Sapna Mysoor Since college, Sapna Mysoor has devoted her life’s work to promoting sexual health and HIV/AIDS awareness among Asian and Pacific Islander (API) communities. Nearly 13 years into her fight against the virus, the South Asian, HIV-negative ally admits her career path hasn’t been easy.

“Among API communities, there’s just in general a lot of stigma and taboo about sex,” says Mysoor, who is currently the Associate Director of Community Development for the API Wellness Center in San Francisco. “In the end, it really increases our HIV risk.”

To counter this destructive silence, Mysoor has come up with several tech-savvy solutions.

In 2009, she became the project manager of The Banyan Tree Project, which is API Wellness Center’s national anti-stigma campaign and capacity building project. With it, she created two social marketing campaigns urging APIs to both get tested and share their stories about the virus.

Her first campaign used print and online posters with the slogan “Saving Face Won’t Make You Safe” to reach out to young APIs and defeat the stigma against HIV testing and diagnosis.

Then, in 2012, she helped launch Banyan Tree’s “Taking Root” initiative. The program takes HIV-positive people involved in local community service organizations and trains them over three days on how to write, create and edit a short digital multimedia story about their life with HIV.  

“We needed examples of API talking about HIV so that the message wasn’t as abstract,” says Mysoor. Because of her efforts at Banyan Tree, there is now a vast online gallery of personal video stories from HIV-positive APIs around the world.

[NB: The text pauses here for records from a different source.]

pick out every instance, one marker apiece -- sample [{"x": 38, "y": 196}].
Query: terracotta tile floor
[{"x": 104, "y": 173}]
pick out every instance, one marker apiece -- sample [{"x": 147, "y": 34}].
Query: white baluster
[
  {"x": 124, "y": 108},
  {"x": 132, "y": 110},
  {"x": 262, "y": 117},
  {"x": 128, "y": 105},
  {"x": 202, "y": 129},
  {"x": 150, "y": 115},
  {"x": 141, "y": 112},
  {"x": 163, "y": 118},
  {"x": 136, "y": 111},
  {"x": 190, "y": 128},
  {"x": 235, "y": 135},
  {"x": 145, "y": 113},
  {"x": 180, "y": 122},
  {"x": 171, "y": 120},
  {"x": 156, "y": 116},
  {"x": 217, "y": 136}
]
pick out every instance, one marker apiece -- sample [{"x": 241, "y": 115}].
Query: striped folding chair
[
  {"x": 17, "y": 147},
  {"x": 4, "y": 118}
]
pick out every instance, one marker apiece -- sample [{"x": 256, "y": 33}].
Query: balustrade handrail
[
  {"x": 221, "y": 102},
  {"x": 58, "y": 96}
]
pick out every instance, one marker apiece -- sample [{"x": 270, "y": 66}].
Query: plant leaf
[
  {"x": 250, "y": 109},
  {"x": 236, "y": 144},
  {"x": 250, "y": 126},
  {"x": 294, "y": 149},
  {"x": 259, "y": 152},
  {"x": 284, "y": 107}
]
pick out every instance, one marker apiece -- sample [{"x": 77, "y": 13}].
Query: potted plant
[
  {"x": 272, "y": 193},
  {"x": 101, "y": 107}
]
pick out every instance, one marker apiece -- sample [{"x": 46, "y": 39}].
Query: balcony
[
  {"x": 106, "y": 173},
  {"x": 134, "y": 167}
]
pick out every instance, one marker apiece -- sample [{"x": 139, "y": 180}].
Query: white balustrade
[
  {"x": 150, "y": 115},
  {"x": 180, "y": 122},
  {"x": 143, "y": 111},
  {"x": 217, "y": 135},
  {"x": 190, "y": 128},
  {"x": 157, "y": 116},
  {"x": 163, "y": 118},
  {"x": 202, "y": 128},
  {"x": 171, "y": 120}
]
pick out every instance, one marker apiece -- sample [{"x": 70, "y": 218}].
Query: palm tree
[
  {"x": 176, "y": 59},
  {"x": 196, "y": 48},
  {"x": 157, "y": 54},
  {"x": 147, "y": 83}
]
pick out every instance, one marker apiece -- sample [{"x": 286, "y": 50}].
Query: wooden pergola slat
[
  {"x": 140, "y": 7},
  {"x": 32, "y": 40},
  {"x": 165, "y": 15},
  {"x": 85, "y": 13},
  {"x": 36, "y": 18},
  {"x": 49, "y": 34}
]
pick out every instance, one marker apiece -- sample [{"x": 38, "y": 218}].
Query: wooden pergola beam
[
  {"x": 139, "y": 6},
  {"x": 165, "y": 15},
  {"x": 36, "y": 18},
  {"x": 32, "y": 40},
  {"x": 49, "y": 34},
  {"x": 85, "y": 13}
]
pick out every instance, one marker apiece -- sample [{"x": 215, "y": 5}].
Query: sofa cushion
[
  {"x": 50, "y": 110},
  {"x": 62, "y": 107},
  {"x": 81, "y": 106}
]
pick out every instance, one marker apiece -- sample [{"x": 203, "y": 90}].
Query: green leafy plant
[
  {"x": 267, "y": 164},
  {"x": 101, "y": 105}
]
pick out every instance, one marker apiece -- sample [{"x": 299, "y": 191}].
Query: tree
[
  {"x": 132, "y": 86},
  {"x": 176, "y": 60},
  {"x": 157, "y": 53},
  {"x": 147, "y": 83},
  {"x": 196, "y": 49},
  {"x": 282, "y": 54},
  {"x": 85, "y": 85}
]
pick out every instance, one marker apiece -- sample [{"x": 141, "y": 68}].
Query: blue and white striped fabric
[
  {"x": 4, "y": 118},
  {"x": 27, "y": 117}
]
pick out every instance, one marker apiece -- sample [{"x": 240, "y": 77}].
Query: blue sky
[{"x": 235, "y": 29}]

Banyan Tree Project teams up with the Center for Digital Storytelling at University of California, Berkeley to hold the training sessions. Participants learn storytelling and how to both create and piece together two to three minutes of video and images in Final Cut Pro. The short films can be anonymous; they can also come from HIV-negative allies or those who feel they have contributed to HIV stigma. The variety of viewpoints helps draw out the details of the virus and how it’s treated in the API community.

The video collection continues to grow. On May 19, which marks the national Asian and Pacific Islander HIV/AIDS Awareness Day, the Banyan Tree Project will release a new set of videos from Asian-American men who have sex with men.

Also on May 19, API will team up with the HIV Story Project to host a video booth in San Francisco’s Tenderloin district. Participants will be able to ask or answer a question about HIV for people around the world, or record a testimonial about their experience with the virus.

It’s important to have prevention and outreach projects that are “changing with the times and generations,” Mysoor says. “I really hope that people continue to collaborate and innovate in a way that’s good for the changing face of HIV.”